2014-03-13 Thread Andy C
On Thu, Mar 13, 2014 at 11:24 AM, Timothy Baldridge wrote:

> I talked to Martin after a CodeMesh, and had a wonderful discussion with
> him about performance from his side of the issue. From "his side" I mean
> super high performance.
>
[...]

Hi Tim,

Thanks for explaining  the context of Martin's work - I did not know that
it was so advanced. I did some research back in good times on
http://en.wikipedia.org/wiki/Connection_Machine (via telnet 56kb/s telnet
connection from east Europe to US - that was super cool back then) and can
only atest to what he says in the presentation. You can achieve amazing
levels of performance provided that patterns of data flow and control in
software match exactly parallel nature of given architecture.

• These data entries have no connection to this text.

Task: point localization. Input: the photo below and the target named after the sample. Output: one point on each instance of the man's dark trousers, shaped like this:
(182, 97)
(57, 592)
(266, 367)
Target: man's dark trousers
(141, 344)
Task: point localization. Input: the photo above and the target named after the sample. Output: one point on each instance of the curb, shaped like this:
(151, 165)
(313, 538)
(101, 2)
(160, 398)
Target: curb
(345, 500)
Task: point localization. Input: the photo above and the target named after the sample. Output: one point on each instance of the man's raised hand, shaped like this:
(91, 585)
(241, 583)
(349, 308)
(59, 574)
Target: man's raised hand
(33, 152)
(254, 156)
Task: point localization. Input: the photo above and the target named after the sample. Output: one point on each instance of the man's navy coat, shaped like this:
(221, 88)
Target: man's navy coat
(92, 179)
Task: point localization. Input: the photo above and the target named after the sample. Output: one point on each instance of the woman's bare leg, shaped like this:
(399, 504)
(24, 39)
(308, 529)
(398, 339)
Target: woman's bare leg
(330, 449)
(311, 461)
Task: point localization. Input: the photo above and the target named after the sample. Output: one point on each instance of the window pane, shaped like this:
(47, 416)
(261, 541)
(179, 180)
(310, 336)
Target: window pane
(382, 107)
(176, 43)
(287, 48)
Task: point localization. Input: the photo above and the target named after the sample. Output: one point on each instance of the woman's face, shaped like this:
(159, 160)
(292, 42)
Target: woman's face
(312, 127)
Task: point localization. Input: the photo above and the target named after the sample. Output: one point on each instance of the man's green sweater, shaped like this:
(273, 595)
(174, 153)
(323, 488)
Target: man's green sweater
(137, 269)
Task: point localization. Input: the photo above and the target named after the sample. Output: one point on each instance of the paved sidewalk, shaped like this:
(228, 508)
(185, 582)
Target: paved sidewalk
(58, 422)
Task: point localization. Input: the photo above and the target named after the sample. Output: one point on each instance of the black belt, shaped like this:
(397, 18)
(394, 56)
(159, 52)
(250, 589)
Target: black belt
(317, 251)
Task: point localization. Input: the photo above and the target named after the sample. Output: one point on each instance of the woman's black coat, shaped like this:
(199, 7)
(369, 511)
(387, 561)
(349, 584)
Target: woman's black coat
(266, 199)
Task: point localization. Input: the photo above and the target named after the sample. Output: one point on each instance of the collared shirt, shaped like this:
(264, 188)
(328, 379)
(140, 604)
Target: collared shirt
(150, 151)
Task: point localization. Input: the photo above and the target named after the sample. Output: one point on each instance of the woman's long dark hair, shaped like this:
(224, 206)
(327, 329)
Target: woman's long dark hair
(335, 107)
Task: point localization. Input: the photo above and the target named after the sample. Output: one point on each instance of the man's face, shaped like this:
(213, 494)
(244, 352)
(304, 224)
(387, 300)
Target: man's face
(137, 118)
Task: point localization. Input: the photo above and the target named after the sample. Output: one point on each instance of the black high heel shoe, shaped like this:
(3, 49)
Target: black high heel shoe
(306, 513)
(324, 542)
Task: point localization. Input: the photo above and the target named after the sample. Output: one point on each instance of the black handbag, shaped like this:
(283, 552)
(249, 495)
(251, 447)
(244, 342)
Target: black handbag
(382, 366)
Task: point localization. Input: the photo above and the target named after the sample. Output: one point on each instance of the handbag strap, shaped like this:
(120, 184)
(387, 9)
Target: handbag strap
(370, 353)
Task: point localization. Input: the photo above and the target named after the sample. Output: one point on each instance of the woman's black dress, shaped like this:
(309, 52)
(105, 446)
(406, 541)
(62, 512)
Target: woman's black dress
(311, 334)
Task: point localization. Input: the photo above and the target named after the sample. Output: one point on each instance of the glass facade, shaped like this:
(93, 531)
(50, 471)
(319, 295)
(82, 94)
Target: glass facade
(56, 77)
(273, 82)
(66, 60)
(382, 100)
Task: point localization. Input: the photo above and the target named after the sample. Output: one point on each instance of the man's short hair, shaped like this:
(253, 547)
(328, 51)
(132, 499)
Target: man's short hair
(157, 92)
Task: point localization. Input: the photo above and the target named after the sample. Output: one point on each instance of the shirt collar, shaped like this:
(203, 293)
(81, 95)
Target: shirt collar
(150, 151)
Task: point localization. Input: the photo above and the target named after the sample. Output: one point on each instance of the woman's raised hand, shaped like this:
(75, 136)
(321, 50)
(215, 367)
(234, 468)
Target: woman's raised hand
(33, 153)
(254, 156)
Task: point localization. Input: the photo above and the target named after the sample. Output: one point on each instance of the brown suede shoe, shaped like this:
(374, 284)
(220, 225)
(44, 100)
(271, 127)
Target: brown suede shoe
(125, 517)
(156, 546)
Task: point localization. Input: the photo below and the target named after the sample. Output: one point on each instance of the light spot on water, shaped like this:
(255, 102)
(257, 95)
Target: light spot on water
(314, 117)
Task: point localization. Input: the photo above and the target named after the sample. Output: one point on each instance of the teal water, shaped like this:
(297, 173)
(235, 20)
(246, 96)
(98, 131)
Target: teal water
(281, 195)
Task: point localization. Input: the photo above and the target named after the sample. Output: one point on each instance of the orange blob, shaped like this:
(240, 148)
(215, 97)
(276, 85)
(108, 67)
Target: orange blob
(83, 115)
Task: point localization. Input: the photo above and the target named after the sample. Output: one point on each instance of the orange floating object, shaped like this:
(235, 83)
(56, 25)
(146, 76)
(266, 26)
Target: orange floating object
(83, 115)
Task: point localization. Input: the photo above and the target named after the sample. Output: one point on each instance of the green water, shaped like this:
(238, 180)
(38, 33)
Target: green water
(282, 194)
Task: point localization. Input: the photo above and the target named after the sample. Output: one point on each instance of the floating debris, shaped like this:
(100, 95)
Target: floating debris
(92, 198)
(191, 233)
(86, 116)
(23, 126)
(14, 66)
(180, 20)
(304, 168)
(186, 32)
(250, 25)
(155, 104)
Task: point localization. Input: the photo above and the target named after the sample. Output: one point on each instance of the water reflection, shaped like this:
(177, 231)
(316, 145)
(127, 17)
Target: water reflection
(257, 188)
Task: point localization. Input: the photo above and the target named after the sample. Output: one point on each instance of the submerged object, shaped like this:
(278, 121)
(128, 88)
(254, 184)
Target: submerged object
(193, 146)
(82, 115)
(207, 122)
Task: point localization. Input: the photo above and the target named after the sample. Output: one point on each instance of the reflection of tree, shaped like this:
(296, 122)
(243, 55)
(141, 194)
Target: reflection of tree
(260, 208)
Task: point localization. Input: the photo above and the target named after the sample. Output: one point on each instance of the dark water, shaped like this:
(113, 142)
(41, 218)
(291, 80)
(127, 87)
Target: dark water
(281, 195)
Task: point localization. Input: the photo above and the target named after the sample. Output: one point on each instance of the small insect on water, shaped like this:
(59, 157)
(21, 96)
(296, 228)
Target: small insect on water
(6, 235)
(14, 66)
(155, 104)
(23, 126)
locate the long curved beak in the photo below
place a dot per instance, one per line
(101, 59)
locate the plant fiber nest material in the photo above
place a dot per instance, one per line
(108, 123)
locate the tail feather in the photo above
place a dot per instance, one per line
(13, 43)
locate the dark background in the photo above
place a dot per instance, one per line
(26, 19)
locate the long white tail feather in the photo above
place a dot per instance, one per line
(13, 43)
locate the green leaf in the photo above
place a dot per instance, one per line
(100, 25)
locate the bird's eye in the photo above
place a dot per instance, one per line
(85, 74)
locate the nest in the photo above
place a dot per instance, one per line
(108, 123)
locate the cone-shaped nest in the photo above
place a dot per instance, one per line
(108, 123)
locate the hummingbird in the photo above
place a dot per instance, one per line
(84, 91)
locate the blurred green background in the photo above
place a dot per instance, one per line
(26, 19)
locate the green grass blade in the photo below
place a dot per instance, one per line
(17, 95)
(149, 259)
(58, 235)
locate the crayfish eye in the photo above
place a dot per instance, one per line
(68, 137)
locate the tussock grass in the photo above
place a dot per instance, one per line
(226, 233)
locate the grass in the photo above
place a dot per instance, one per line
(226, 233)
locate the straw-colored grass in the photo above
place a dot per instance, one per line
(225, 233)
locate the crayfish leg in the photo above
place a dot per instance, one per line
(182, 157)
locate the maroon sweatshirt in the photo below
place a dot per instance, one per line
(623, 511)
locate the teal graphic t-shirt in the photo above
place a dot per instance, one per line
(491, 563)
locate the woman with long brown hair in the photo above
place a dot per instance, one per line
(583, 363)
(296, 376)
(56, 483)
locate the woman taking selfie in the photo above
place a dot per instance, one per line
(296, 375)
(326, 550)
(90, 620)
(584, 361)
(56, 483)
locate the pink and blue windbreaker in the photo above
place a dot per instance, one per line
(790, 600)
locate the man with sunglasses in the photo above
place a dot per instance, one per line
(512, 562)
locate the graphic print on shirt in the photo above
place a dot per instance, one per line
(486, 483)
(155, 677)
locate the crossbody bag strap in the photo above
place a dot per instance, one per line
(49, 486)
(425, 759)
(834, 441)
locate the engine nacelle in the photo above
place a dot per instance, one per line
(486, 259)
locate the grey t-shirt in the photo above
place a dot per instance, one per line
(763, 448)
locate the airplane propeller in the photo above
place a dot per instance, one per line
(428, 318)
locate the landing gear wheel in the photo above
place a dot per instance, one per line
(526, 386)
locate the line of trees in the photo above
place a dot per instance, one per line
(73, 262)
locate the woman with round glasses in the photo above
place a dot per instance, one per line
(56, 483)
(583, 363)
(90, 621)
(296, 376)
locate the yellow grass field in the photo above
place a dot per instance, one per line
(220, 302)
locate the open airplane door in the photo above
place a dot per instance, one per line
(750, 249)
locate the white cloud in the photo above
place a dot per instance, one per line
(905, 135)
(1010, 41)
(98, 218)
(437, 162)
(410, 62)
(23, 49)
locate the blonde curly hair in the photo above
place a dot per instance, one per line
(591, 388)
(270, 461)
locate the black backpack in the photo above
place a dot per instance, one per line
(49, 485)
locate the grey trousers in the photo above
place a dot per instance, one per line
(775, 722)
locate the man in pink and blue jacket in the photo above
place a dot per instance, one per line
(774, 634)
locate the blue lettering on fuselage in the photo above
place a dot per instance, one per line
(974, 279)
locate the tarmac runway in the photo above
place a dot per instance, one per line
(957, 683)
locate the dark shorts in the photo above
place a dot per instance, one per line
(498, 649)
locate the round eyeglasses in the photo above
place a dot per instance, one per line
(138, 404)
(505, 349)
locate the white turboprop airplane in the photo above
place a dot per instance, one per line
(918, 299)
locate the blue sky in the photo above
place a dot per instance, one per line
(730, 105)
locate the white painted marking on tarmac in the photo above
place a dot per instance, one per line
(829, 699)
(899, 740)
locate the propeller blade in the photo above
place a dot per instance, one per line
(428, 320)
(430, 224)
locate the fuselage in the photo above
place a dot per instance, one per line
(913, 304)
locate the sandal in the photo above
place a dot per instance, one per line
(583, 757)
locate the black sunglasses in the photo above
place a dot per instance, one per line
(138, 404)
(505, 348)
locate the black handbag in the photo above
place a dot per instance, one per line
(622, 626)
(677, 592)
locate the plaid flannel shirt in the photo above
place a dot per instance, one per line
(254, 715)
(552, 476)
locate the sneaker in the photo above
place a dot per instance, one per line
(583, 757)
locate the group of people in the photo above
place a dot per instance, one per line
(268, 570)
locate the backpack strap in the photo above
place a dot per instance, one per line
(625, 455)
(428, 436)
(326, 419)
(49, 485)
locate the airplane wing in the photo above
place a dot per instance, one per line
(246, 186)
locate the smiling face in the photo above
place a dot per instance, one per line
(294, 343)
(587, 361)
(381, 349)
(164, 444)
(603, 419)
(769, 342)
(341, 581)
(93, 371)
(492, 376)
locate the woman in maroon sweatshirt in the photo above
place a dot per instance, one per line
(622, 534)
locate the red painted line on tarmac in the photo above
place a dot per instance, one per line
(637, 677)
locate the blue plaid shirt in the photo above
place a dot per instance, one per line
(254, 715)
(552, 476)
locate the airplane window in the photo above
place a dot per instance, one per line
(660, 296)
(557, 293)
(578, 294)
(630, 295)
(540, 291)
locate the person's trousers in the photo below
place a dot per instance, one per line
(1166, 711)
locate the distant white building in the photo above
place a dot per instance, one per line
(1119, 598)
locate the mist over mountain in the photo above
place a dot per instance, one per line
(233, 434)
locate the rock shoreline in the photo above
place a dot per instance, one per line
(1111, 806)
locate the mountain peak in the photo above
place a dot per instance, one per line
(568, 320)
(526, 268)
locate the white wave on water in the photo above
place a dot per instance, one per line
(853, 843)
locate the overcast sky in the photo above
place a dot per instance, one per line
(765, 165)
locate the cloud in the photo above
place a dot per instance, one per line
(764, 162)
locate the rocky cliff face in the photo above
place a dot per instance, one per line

However his point is somewhat more serious. He directly "attacks" a premise
that using immutable data is inherently mutli-core friendly which comes
from the deduction that writing reactive software reduces the use locks and
guards hence enables more flow and less waiting. Now his point is that GC
acts a super GIL which effectively kills all the hard work done on the
language and application design level.

Now, I wish Marin eats his own dog food and as pointed out numerous times
in the presentations, he backs up his points with a real experiments and
data. At least it was not apparent wether his conclusions were purely
theoretical or grounded in some experience.

I am in the process of transitioning from Scala to Clojure ecosystem (just
finished SICP videos and have some hard 4clojure problems behind me, but a
lot of to learn) so not yet fluent in all aspects of the language but I
think at some point I will try to write some simulations of STM performace
following some of Martin's intuitions. I think that it will be very cool.